Leitsatz
Für Kinder mit ausschließlichem Wohnsitz oder gewöhnlichem Aufenthalt in Nordzypern wird kein Kindergeld gewährt, wenn sie nicht im Haushalt eines Berechtigten im Sinne des § 62 Absatz 1 Satz 1 Nummer 2 Buchst. a EStG leben.
Normenkette
§ 63 Abs. 1 Satz 6 EStG, § 115 Abs. 2 Nr. 1 FGO
Sachverhalt
Die Familienkasse lehnte die Gewährung von Kindergeld für die im Nordteil von Zypern studierende Tochter der Klägerin ab, weil diese im Streitzeitraum keinen Wohnsitz oder gewöhnlichen Aufenthalt im Inland oder einem EU-Mitgliedstaat gehabt habe. Das FG wies die anschließende Klage ab (FG Münster, Urteil vom 25.8.2020, 1 K 383/20 Kg) und ließ die Revision nicht zu.
Entscheidung
Der BFH wies die Nichtzulassungsbeschwerde als unbegründet zurück, weil Nordzypern unzweifelhaft nicht Bestandteil eines EU-Mitgliedstaats ist.
Hinweis
1. Die Abfassung einer Nichtzulassungsbeschwerde ist aufgrund der Darlegungserfordernisse des § 116 Abs. 3 Satz 3 FGO schwieriger als eine Revisionsbegründung. Wird sie auf die grundsätzliche Bedeutung einer Rechtsfrage gestützt (§ 115 Abs. 2 Nr. 1 FGO), dann muss eine klärungsbedürftige und klärungsfähige Rechtsfrage herausgearbeitet werden. An der Klärungsbedürftigkeit fehlt es, wenn sich die Beantwortung der Rechtsfrage ohne Weiteres aus dem Gesetz ergibt oder sie offensichtlich so zu beantworten ist, wie es das FG in seiner Entscheidung getan hat.

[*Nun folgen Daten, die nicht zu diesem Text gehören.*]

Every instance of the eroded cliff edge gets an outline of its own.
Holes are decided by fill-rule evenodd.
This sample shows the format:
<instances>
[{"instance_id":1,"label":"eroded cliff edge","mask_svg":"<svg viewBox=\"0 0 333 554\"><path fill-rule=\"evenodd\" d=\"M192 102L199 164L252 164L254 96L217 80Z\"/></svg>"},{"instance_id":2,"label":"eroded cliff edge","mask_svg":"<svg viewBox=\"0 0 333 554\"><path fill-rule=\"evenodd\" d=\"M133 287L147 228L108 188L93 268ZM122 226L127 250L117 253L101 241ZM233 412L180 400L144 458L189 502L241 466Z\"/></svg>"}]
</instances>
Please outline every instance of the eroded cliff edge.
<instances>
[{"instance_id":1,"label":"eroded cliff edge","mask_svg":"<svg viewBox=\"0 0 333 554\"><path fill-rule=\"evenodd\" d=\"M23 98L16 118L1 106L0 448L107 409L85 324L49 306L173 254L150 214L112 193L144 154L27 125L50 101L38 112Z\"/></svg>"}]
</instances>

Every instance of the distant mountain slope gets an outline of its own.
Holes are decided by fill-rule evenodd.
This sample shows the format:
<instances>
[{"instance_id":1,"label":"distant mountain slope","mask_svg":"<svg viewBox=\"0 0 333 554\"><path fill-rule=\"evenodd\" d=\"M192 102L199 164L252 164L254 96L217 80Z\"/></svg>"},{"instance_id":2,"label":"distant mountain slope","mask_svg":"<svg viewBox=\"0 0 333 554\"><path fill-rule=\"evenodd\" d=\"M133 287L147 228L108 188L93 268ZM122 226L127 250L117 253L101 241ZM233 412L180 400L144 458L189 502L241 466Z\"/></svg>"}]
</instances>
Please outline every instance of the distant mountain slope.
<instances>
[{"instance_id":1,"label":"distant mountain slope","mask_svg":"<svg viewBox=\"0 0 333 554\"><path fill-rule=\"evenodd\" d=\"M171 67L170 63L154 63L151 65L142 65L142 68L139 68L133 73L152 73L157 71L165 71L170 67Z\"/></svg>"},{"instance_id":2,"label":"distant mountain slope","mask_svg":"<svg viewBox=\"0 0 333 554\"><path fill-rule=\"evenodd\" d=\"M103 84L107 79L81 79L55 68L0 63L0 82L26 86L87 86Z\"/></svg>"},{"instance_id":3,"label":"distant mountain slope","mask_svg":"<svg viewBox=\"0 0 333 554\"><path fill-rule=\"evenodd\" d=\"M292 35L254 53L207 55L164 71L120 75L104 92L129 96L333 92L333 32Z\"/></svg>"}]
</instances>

Das Erfordernis einer Entscheidung des BFH zur Fortbildung des Rechts ist ein Unterfall des Zulassungsgrunds der grundsätzlichen Bedeutung und setzt daher ebenfalls eine klärungsbedürftige Rechtsfrage voraus.
2. Für Kinder, die weder einen Wohnsitz noch ihren gewöhnlichen Aufenthalt im Inland, einem EU-Mitgliedstaat oder einem EWR-Staat haben, wird kein Kindergeld gewährt, wenn sie nicht im Haushalt eines Berechtigten i.S.d. § 62 Abs. 1 Satz 1 Nr. 2 Buchst. a i.V.m. § 1 Abs. 2 EStG leben. Ihr Existenzminimum wird (nur) durch die – ggf. nach den Verhältnissen des Wohnsitzstaats geminderten – Freibeträge nach § 32 Abs. 6 EStG freigestellt.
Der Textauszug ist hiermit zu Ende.